If one thing had been confirmed though, it was that blogging had a degree of power and influence over people - the question was whether that power could be edifying, or whether its sole consequence would be the wholly unnecessary (and touchingly melodramatic) "death of planning".
And then came the creative revolution - and it all seemed to make a lot of sense. Blogs were being used to share and critique work (and, in latter times, to test the moderation skills of AdLand's finest Art Directors), to share anecdotes of creatives past, to offer hints and advice to those trying to get ahead (or even started) in advertising, to be rude about digital/DM/clients/Suits/delete as appropriate - they basically became pubs with less booze or pork scratchings, but better AV facilities to actually show off the work you were discussing.
But it's still all so very introspective and self-regarding. Bad work only ever seems to exist because of bad clients, bad briefs, bad Suits, bad directors or bad brands - never because of bad creatives. (Obviously, I'm generalising hugely here, and there will be examples to prove me wrong - but as Primo Levi said, in an infinite universe, everything happens at least once, so single examples are meaningless. Besides, generalising is half the fun of blogging.) And why shouldn't it be? Part of the job of the creative, and part of the psyche that allows them to take on brief after brief after brief, is to have absolute belief in their own ability to (a) crack whatever's in front of them better than anybody else could, and (b) crack whatever's in front of anybody else better than they could - and I salute them for that. Some of the best creatives I've worked with are arrogant prigs, and I wouldn't change them for a second.
But that's why blogging needs Suits. We are, for whatever reason, and despite having our perfectly manicured fingers all over pretty much every step of the process, strangely removed from it. The Client's the one who'll enjoy the massive bonus should the work succeed, the planner gets the IPA glory (although every Suit should write an APG paper at some point in their career - but I digress), the creative team gets to go to Cannes and sleep in their own vomit outside the Gutter Bar, the director's the one who gets to sleep with the furiously hot girl he cast - hell, we don't even get a mention on the list of credits in Campaign.
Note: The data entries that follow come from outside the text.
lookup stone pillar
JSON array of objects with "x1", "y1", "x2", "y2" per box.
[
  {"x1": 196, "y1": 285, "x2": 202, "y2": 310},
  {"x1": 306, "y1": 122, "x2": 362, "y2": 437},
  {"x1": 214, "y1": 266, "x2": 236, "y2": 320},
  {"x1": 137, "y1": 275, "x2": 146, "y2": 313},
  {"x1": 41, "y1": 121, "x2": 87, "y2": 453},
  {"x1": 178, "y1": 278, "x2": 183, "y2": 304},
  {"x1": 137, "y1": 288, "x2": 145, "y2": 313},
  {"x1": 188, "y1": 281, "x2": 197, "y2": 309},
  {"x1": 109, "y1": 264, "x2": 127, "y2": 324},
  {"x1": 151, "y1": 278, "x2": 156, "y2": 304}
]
And so we remain - part of the work, but not tainted by it. Seeing everything, but emotionally attached (at least, to an unhealthy degree) to nothing. I'm not suggesting we don't care - of course we care. But a little distance allows us an objectivity that someone who's either done the work, or whose livelihood is directly threatened by the work could never enjoy. And that's why we are best placed to write about it and the industry that provides it.
Plus, we have much better lunch stories and much more dirt than you do.
PS The counter-argument to all of this, I suppose, is Suits shouldn't be blogging because they're utterly beholden to the client and incapable of forming their own opinions and thoughts on anything bar lunching venues. But those are 'Bad Suits', which are an entirely different breed.
1 comments:
I would also argue that Suits are the only ones really involved in the Business of advertising.
The creatives make ads. The planners make strategy. The clients make results. But when it comes down to the actual nuts and bolts of running an agency like a business, that's your account man.
(Arguably, Finance does this as well, but in a more granular form. Not that a Finance blog wouldn't be fascinating - there's no question they see more of the big picture than anyone else.)
(Oops. Also arguably, Project Management/Traffic/Whatever. Except their prespective is internalized. Again, a PM blog would make great reading, but what PM has the time for it?)